Overview

Salt-Nornir is a SaltStack Proxy Minion built for Network Automation using Nornir framework.

_images/Nornir_proxy_minion_architecture_v2.png

Why Salt-Nornir?

SCALING

Salt-Nornir helps to address scaling issues of interacting with devices at high numbers, efficiently using resources without sacrificing execution speed.

Normally, for each network device dedicated proxy-minion process configured and once started, each consuming about 100 MByte of RAM.

Contrary, single instance of Salt-Nornir Nornir Proxy Minion capable of managing multiple network devices using Nornir.

As a result, the more devices single Salt-Nornir Proxy Minion manages, the more system resources saved.

At one extreme, single Salt-Nornir proxy can manage one device only, giving the fastest execution time but consuming the most of resources.

At another extreme, Salt-Nornir proxy minion can manage 1000 devices, slowly crawling them over time but saving on resource usage.

Optimal number of devices managed by Salt-Nornir proxy depends on the environment it operates in and decided on a case by case basis.

EXTENDABILITY

Nornir and SALT both use Python, both are pluggable frameworks and both open-source.

Given that both frameworks has Python API and native support for modules/plugins, extendability is endless.

Examples:

(1) Usually Proxy Minion locked in a certain way of interacting with network devices using single library of choice. Salt-Nornir, on the other hand, handles interactions using plugins.

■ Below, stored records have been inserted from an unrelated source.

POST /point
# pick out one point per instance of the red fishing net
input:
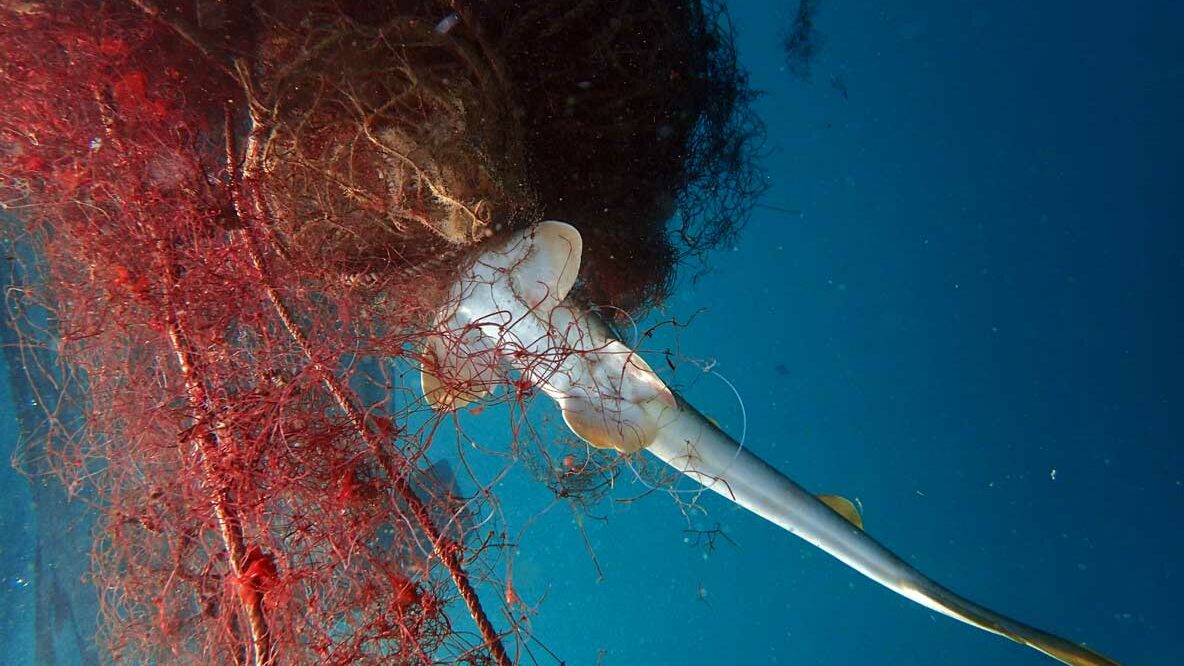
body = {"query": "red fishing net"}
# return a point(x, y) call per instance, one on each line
point(233, 224)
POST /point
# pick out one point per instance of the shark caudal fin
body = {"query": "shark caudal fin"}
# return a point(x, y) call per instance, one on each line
point(1063, 651)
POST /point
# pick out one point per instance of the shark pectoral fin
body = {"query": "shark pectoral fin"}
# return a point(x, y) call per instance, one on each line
point(546, 274)
point(843, 507)
point(638, 382)
point(622, 426)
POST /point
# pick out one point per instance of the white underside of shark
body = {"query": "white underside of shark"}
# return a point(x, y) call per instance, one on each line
point(508, 311)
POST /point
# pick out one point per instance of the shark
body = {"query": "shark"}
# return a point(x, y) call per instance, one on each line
point(508, 320)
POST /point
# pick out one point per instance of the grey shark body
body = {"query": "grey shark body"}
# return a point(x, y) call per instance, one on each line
point(508, 314)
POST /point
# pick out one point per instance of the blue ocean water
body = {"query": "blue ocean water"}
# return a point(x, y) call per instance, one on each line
point(960, 305)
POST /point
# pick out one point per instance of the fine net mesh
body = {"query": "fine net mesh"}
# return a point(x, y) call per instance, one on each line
point(230, 226)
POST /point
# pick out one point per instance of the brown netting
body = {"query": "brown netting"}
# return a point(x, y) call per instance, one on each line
point(232, 223)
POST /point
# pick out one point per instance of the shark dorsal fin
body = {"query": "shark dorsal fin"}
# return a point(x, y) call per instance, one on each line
point(843, 507)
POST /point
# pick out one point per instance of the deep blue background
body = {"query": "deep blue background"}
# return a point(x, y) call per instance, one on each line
point(983, 285)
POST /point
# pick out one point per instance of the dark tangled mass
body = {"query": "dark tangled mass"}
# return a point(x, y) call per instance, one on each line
point(229, 225)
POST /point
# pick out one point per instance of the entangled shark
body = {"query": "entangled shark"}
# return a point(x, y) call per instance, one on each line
point(508, 319)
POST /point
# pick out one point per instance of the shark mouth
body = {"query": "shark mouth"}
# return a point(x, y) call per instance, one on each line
point(508, 319)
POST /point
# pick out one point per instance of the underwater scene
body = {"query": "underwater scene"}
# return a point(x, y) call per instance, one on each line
point(591, 332)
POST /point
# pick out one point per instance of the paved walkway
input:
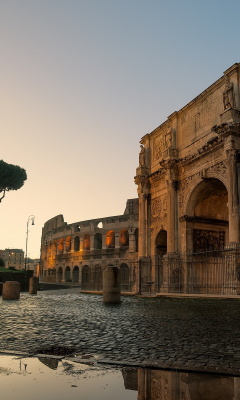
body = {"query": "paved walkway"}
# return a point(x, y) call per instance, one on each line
point(178, 333)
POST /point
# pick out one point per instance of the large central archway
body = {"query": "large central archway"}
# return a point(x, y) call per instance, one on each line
point(207, 217)
point(207, 235)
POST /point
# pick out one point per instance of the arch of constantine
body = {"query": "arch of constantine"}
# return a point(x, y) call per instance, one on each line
point(182, 233)
point(188, 188)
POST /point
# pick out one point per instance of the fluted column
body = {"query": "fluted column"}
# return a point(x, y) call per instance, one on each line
point(172, 226)
point(233, 196)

As a result, same Salt-Nornir Proxy Minion can manage network devices using several libraries. Out of the box Salt-Nornir Proxy Minion comes with support for NAPALAM, Netmiko, Scrapli, Scrapli Netconf, Ncclient, PyGNMI, PyATS and requests libraries to interact with network infrastructure.

(2) SaltStack has CLI utilities, schedulers, returners, REST API, pillar, beacons, event bus, mine, templating engines and many other pluggable systems. All of them available for use with Salt-Nornir Proxy Minion.

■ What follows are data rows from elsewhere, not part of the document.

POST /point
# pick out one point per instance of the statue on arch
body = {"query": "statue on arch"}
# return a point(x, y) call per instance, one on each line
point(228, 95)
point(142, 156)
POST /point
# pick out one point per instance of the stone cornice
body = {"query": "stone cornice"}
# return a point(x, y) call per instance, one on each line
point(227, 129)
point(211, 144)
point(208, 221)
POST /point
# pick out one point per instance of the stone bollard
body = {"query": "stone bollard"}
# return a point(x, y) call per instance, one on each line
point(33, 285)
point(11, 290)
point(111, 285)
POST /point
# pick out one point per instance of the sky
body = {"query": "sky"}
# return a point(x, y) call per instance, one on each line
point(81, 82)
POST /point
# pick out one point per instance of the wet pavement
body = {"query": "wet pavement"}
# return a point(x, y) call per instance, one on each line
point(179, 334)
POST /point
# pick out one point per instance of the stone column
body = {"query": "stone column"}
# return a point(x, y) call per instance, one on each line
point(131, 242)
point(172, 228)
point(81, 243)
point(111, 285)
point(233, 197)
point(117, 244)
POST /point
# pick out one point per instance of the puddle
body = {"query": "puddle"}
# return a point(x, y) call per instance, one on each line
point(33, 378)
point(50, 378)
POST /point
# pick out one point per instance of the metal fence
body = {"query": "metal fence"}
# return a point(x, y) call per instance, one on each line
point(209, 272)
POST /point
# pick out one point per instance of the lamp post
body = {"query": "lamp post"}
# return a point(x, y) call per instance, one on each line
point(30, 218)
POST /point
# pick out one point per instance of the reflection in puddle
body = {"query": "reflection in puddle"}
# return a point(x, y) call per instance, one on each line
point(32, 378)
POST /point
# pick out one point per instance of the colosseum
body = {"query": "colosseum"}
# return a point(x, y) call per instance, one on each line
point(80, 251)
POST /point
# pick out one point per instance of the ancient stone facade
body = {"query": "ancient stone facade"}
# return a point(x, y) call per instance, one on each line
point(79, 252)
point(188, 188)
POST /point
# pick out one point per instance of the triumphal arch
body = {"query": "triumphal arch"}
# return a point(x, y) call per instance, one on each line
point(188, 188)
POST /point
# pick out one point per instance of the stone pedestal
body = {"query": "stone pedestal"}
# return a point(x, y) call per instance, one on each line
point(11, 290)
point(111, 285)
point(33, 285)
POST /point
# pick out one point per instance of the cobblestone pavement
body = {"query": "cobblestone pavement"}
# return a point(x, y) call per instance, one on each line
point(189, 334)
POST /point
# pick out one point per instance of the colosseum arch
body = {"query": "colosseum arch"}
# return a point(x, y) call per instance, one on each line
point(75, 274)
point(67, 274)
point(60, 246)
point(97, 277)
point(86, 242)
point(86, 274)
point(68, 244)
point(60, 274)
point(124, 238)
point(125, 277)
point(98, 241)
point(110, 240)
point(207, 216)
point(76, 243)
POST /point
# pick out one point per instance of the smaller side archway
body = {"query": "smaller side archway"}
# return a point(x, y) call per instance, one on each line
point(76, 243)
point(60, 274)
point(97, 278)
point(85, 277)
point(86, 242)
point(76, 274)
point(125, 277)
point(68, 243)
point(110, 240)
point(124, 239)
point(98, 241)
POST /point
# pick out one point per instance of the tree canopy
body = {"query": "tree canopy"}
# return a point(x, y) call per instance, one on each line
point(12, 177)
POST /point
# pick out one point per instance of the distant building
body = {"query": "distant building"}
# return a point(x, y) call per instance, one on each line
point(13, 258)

(3) In case none of the existing plugins suite the use case, Nornir Tasks plugins together with SaltStack Python API systems can be used to address the problem.

How it fits together

SaltStack software, Nornir framework, nornir_salt and salt_nornir packages - how it fits together?

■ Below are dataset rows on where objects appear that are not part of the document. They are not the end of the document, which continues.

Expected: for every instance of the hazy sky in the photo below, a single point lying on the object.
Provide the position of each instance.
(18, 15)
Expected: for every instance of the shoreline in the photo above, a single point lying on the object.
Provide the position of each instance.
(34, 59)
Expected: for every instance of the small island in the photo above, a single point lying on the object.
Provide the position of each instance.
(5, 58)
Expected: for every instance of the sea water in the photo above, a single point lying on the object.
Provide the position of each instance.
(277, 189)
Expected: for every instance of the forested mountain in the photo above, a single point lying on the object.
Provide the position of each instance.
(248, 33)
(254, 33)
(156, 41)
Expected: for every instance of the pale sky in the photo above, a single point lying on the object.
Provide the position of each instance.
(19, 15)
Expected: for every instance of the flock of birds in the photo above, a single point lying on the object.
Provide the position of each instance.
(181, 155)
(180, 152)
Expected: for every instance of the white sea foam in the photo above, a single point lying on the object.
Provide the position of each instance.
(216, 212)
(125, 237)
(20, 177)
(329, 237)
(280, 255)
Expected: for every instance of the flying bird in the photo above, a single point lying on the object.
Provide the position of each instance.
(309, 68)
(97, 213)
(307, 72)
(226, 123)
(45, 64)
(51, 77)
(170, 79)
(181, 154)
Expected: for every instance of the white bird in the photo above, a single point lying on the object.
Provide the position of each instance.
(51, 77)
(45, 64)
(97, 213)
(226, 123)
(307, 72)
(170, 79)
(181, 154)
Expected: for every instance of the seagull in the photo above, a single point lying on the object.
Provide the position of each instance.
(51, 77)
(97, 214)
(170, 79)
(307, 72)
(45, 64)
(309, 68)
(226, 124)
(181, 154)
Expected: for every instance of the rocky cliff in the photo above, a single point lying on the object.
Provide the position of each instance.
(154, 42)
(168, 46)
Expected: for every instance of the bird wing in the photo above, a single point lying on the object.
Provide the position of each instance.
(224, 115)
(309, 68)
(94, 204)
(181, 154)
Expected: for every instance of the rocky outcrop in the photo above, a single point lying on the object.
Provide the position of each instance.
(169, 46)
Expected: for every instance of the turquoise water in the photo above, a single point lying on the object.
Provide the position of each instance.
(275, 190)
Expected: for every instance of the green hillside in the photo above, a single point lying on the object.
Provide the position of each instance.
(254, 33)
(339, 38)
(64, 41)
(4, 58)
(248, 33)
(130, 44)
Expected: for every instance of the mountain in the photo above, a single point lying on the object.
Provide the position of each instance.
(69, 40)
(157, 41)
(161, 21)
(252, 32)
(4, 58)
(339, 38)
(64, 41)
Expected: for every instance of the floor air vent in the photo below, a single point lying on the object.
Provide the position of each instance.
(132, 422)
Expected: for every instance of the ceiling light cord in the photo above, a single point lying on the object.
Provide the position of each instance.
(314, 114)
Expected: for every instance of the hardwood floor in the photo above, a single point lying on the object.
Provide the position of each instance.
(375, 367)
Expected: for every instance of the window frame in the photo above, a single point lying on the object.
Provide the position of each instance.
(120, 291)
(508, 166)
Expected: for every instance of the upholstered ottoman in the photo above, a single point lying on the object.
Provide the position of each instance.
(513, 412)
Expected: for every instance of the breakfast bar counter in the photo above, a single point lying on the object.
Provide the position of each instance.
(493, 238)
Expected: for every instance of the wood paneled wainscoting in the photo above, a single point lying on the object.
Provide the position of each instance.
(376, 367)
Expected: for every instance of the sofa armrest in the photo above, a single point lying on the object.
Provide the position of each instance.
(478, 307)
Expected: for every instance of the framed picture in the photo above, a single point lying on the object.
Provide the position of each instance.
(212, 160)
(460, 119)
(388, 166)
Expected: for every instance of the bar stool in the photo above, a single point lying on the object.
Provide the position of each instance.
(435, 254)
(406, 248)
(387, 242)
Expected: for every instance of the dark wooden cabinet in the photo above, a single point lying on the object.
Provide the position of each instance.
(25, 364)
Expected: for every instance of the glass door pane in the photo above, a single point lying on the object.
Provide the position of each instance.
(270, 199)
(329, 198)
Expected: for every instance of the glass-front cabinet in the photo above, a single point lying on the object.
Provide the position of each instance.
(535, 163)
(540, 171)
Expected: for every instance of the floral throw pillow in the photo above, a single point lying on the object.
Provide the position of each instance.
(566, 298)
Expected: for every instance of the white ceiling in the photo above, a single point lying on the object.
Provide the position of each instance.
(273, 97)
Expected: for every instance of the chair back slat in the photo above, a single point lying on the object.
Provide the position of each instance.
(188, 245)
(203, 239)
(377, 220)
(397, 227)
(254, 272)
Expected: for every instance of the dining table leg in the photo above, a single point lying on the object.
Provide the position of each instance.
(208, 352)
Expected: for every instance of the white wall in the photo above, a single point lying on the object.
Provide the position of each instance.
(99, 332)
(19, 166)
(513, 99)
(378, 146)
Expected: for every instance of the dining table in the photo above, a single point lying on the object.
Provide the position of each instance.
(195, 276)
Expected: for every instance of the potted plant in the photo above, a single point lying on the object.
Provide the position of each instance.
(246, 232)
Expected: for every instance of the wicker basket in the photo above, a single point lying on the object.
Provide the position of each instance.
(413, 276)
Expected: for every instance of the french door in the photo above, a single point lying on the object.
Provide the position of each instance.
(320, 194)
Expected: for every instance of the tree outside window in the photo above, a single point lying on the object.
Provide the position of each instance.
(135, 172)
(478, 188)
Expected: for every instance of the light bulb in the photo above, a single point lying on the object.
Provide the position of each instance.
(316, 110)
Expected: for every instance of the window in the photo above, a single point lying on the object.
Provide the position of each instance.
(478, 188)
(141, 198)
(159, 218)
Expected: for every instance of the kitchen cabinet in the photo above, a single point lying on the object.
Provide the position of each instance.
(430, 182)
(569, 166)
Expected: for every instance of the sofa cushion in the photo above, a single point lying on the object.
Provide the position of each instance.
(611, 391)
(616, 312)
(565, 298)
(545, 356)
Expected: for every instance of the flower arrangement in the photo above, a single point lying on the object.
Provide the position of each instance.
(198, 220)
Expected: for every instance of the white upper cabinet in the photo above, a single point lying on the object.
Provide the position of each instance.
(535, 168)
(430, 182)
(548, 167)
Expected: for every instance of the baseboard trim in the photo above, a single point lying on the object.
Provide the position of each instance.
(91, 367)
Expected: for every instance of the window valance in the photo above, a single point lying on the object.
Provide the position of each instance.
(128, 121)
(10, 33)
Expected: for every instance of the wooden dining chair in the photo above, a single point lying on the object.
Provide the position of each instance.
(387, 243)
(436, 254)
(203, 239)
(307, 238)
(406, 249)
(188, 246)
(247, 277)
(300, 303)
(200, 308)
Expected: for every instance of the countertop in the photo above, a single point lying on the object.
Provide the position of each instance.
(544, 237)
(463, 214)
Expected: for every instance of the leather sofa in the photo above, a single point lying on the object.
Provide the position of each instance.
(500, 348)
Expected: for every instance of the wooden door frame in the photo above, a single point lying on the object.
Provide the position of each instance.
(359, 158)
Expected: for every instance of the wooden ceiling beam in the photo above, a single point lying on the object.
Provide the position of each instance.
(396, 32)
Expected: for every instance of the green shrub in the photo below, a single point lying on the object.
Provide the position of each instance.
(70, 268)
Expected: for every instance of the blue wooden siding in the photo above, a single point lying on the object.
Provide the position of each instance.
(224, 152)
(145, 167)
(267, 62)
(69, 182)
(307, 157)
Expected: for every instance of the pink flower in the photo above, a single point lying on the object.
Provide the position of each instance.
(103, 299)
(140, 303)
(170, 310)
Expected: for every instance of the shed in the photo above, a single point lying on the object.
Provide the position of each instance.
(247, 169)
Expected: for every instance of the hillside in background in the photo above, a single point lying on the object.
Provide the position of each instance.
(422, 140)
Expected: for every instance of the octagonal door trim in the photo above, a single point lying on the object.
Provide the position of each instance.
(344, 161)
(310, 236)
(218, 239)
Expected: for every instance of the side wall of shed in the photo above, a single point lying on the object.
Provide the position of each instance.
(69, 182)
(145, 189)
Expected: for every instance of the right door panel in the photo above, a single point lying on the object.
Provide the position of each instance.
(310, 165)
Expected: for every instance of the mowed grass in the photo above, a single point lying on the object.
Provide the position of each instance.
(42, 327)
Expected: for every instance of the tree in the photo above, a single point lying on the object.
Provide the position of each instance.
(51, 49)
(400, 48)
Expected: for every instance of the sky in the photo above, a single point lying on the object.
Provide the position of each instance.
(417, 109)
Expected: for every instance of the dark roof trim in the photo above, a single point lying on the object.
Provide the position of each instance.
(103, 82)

We can solve any problem by introducing an extra level of indirection.

    David J. Wheeler

…except for the problem of too many levels of indirection

From more specific to more abstract:

nornir_salt - is a collection of Nornir plugins, born in the process of creating Nornir Proxy Minion

Nornir - pluggable automation framework to interact with network devices using pure Python

salt_nornir - collection of SaltStack modules that use Nornir to manage network devices

SaltStack - Python-based, open-source software for event-driven IT automation, remote task execution and configuration management (Wikipedia)

_images/how_it_fits.png

How it works

Wrapping Nornir in Salt Proxy Minion allows to run jobs against multiple devices. Single proxy process can apply configuration or retrieve devices’ state using Nornir plugins.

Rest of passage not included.